Thanks for the observation and question. We (the RSP database team) have absolutely seen this issue, and it is a principal focus of our ongoing development work to improve this.

As a clarification, we have seen that these slow-downs are currently triggered not so much by cumulative user load, but typically as a result of a small number of concurrent queries that Qserv (RSP’s back-end distributed database) has to work particularly hard to answer (more specifics below). When faced with this, Qserv can consume excessive cluster resources and “starve itself” for ability to process other queries (simple or complex) concurrently.

We don’t expect our users to have to know or guess these particulars about Qserv, and we know the great variability in response times currently seen on the system is frustrating. We are working to implement resource management mechanisms in Qserv to even this out and hope to be rolling out some significant improvements in the upcoming weeks.

Your question re. monitoring is also well taken. While we do have some internal engineering interfaces that we use to keep tabs on this, these cannot practically be exposed to end users. We have discussed offering a generalized “load average” metric to users, as relative indication of how hard the cluster is currently working. That said, we still feel the best approach would be just to keep improving Qserv to the point that our users don’t have to care!

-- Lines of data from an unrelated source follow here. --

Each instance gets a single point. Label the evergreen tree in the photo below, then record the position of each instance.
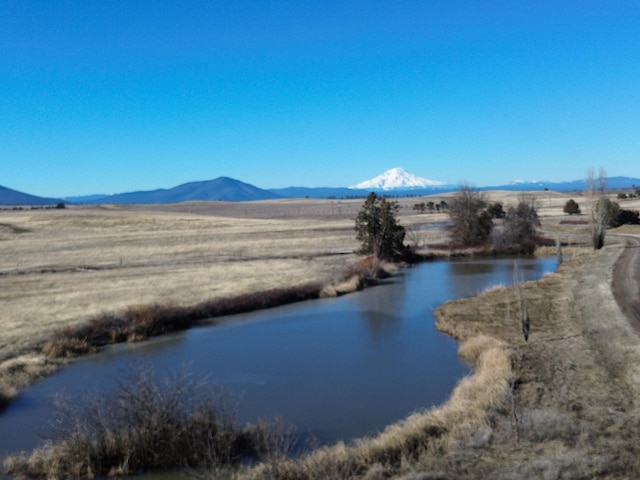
(378, 230)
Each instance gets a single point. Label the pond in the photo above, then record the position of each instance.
(339, 368)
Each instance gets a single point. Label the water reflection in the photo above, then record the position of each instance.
(340, 368)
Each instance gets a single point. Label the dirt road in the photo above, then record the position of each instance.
(626, 280)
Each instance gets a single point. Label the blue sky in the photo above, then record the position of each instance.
(122, 95)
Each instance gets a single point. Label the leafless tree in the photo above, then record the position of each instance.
(472, 224)
(595, 192)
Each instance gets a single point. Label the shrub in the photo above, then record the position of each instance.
(571, 207)
(147, 423)
(140, 322)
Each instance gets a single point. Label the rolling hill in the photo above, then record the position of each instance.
(221, 189)
(14, 197)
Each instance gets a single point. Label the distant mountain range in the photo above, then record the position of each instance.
(395, 182)
(396, 179)
(13, 197)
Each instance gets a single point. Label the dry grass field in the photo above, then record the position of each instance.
(573, 379)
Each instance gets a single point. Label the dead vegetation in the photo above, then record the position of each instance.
(562, 405)
(148, 422)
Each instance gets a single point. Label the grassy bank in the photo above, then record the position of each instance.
(60, 271)
(147, 423)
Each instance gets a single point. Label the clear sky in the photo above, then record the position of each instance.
(109, 96)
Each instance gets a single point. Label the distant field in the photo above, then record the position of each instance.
(60, 267)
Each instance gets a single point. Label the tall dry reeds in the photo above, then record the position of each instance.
(140, 322)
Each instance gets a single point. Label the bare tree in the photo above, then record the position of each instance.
(595, 189)
(472, 224)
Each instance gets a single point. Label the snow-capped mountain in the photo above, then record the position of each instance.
(397, 178)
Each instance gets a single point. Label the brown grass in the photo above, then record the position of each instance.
(141, 322)
(147, 423)
(64, 267)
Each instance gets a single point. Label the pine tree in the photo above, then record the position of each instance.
(378, 230)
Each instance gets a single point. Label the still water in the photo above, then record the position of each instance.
(338, 368)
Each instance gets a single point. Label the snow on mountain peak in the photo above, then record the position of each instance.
(397, 178)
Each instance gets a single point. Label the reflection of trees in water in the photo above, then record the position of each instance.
(469, 277)
(382, 307)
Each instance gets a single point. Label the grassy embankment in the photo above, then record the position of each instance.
(486, 423)
(146, 271)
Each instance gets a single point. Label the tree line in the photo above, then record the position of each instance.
(473, 221)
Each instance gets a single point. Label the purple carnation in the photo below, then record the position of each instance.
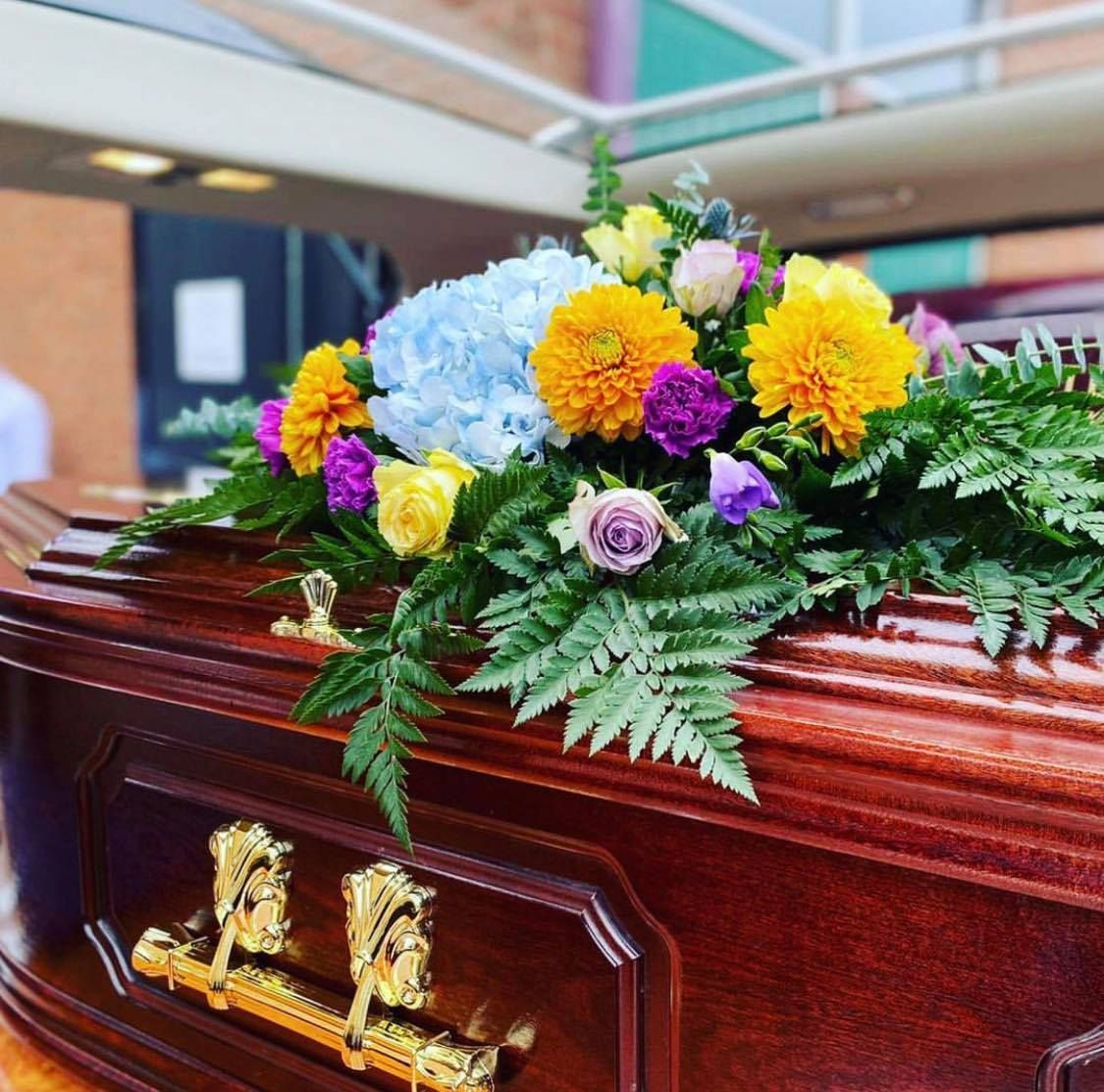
(267, 434)
(738, 488)
(935, 337)
(347, 472)
(685, 407)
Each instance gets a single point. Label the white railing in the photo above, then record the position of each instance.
(584, 115)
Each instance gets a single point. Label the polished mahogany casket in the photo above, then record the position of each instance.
(915, 905)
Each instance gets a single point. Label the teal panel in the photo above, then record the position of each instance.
(679, 50)
(942, 263)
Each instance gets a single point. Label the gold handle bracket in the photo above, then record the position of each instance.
(320, 591)
(389, 927)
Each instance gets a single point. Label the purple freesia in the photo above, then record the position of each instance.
(738, 487)
(685, 407)
(619, 529)
(347, 472)
(370, 333)
(751, 262)
(934, 335)
(267, 434)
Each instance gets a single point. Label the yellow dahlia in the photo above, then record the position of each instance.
(323, 401)
(815, 357)
(599, 355)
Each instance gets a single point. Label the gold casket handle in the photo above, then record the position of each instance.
(389, 922)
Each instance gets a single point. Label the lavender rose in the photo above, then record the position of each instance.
(934, 335)
(711, 274)
(347, 472)
(685, 407)
(738, 488)
(267, 434)
(619, 529)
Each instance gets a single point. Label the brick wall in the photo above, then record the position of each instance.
(1053, 55)
(548, 37)
(67, 326)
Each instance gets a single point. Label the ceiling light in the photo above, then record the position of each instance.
(858, 205)
(231, 178)
(129, 161)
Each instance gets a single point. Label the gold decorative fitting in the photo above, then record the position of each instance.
(320, 591)
(389, 927)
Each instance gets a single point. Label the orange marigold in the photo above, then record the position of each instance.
(323, 401)
(820, 357)
(599, 355)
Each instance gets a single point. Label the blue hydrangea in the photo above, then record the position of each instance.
(453, 360)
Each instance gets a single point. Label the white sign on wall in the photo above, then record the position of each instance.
(209, 319)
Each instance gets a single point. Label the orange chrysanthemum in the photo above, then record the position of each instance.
(599, 355)
(827, 358)
(323, 401)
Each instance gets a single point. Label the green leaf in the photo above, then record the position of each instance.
(493, 504)
(232, 495)
(756, 305)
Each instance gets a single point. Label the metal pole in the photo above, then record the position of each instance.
(1053, 24)
(292, 295)
(1075, 20)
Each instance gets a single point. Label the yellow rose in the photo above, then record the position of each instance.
(809, 276)
(416, 502)
(628, 249)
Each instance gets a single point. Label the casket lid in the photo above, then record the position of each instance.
(893, 734)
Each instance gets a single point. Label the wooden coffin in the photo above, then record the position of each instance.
(915, 905)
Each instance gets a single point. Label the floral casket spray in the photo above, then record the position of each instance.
(609, 474)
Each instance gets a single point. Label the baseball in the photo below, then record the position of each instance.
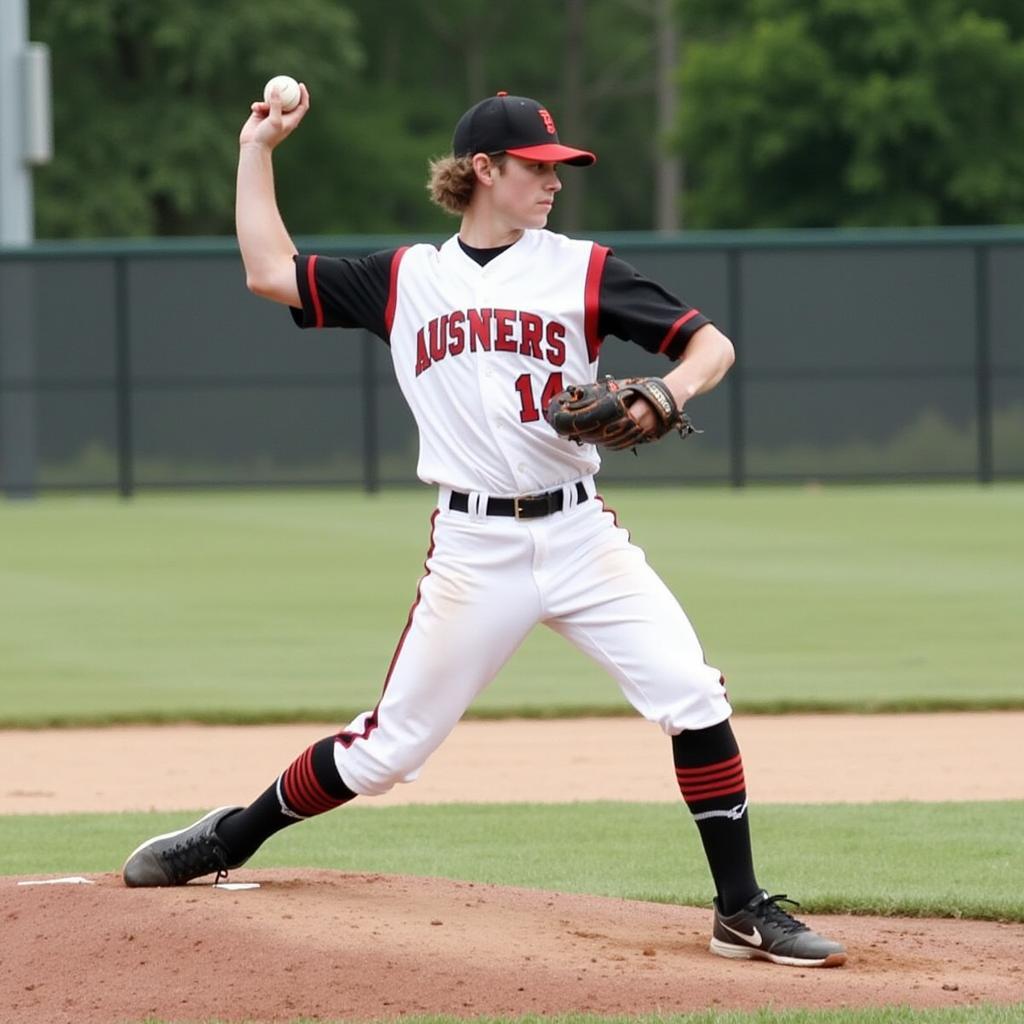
(289, 89)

For those interested, some further details on what sorts of queries currently make Qserv work particularly hard (and tips on optimizing this query in particular for Qserv) will follow shortly on this thread. Our CST team also points out they have page ADQL Recipes — Vera C. Rubin Observatory Documentation for Data Preview 0.2 which speaks some general advice for crafting low-impact queries.

Thanks much,
–FritzM.

fritzm · July 20, 2023, 7:17pm

@mwiesner, one thing we can offer right away is that with a small adjustment, the above query can be processed with an oder of magnitude greater efficiency by Qserv. The tweak is to use ADQL CONTAINS(POINT..., POLYGON...) for the area constraint, instead of the obj.coord_ra BETWEEN ... AND obj.coord_dec BETWEEN ... construction:

SELECT 
    fs.coord_ra, fs.coord_dec, ccd.visitId, ccd.detector, fs.forcedSourceId, 
    fs.objectId, fs.ccdVisitId, fs.detect_isPrimary, fs.band,
    scisql_nanojanskyToAbMag(fs.psfFlux) as psfMag, ccd.obsStartMJD, 
    scisql_nanojanskyToAbMag(obj.r_psfFlux) as obj_rpsfMag, obj.r_extendedness
FROM
    dp02_dc2_catalogs.ForcedSource as fs
    JOIN dp02_dc2_catalogs.CcdVisit as ccd ON fs.ccdVisitId = ccd.ccdVisitId 
    JOIN dp02_dc2_catalogs.Object as obj ON fs.objectId = obj.objectId
WHERE 
    CONTAINS(POINT('ICRS', obj.coord_ra, obj.coord_dec), 
        POLYGON('ICRS', 59.58, -36.95, 59.58, -36.65, 59.96, -36.65, 59.96, -36.95))=1
    AND obj.detect_isPrimary = 1
    AND fs.band = 'r'
    AND ccd.visitId = 1185205 
    AND ccd.detector = 82

The reason this helps is that Qserv is able to recognize the CONTAINS(POINT..., POLYGON) construction, and direct the query to just the involved sections of sky. Qserv cannot currently make the same inference from the BETWEEN construction, so it gives up runs the query over the entire sky instead. This, in combination with that fact the the query contains a join on the weighty ForcedSource table, is enough to trigger the resource management pathology in Qserv mentioned in the post at the head of this thread.

We recognize this is a Qserv problem and hope to improve/extend the spatial restriction recognition code soon! In the meantime, expressing query spatial restrictions with ADQL CONTAINS(POINT..., POLYGON) or CONTAINS(POINT..., CIRCLE...) may help you get your queries through the system much more quickly and with much less impact.

mwiesner · July 20, 2023, 10:13pm

Fritz, thank you so much for this detailed response! This is very helpful.